Background

It is widely known in the data industry that a majority of the work required to create a usable data asset is dedicated to the process of cleaning and properly structuring the associated raw data. Data from different systems is messy and rarely follows a standard structure, and much of analysts' time is consumed by this laborious process.

In Numetric Warehouse, we've created a set of tools that allow a data curation team to significantly reduce the time required for cleaning tasks. The tools themselves (the actual operations that can be performed on the data) are nothing revolutionary. They include standard filtering, if-then logic, value mapping functions, and other typical transformation formulas. Instead, the placement (at the entry point into the Warehouse) and reusability (because of our rule-based approach) of our cleaning tools are what make Numetric's cleaning experience so special. 

Rule-Based Cleaning

The Numetric approach to cleaning centers on rules that the data team can establish for each individual source that comes into Warehouse. Those rules are saved and reapplied every time new data from that source enters Warehouse. The result is a set-it-and-forget-it process that should only have to be done once.

Warehouse Sources vs.
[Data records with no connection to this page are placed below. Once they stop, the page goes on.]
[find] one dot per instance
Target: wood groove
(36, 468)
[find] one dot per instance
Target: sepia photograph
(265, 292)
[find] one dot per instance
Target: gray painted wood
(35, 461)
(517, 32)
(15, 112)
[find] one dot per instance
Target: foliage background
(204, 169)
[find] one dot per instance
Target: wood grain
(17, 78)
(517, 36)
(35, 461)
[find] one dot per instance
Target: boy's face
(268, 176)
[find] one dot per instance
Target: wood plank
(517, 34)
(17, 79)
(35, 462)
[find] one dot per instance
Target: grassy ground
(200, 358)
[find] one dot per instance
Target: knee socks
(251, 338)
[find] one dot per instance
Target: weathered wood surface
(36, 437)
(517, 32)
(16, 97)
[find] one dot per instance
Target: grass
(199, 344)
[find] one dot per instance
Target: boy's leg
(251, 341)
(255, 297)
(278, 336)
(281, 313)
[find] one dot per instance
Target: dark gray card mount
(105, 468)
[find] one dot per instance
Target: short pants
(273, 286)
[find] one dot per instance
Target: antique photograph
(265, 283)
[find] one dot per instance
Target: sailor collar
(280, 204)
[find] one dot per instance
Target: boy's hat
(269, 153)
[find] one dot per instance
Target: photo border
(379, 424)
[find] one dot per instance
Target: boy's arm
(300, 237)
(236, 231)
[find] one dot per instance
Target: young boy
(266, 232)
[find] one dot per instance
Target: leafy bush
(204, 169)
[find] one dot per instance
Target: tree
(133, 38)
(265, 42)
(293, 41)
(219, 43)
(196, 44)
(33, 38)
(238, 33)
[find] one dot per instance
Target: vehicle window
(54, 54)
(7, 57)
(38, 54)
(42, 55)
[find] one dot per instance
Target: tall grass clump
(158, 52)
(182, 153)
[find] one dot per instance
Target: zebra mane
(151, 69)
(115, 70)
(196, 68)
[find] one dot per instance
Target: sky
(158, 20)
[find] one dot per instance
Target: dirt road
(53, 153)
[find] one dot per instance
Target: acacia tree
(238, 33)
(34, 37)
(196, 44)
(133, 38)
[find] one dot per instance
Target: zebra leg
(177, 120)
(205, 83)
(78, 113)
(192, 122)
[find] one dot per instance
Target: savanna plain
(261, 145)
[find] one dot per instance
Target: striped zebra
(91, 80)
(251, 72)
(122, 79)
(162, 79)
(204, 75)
Warehouse Tables

It's important to distinguish between Sources and Tables within Warehouse. You'll see both referenced in the top menu within Warehouse:

As we learned in the previous article in this series, we use the term Source Table when referring to external sources of raw data. Each Source (e.g., Uploaded Files, Dropbox, Google Analytics, Numetric API, etc.) will have one or more Source Tables listed. Each has a checkbox next to the table name, which is used to tell Numetric whether to actually bring that table into the Warehouse for use in your analytics workflow. 

Why this behavior? Think of Sources as a sort of "staging area" for data that you might want to bring into Warehouse. Some data connectors will give you access to many tables from the external system, and often you'll only need a few tables from the many available. You can preview each Source table by clicking on the table name to help you decide which tables should be included in Warehouse. See the example below.

Each Source Table that is checked will  be listed as a Warehouse Table in the "Tables" section of Warehouse. It is for each of these Warehouse Tables that we will establish cleaning and transformation rules.

Cleaning Warehouse Tables

And now we get to the fun part. Let's see how easy it is to setup filtering, cleaning, and transformation rules for each of your Warehouse Tables.

Each of your selected Source Tables will be listed under "Tables" within Warehouse.

Each of these Tables can have its own set of shaping rules applied so that you can get each to look just the right way. Let's open the "Customers" table so we can see how it works. 

With a Warehouse table open, you'll have three tabs or areas where you can manipulate the data in the table (or the table itself). These are list along the top:

Transformations is where you can setup your rule-based cleaning and filtering operations. To add a transformation, you'll click the "+" button on the left side of the screen, where you can choose from the different transformations available to you.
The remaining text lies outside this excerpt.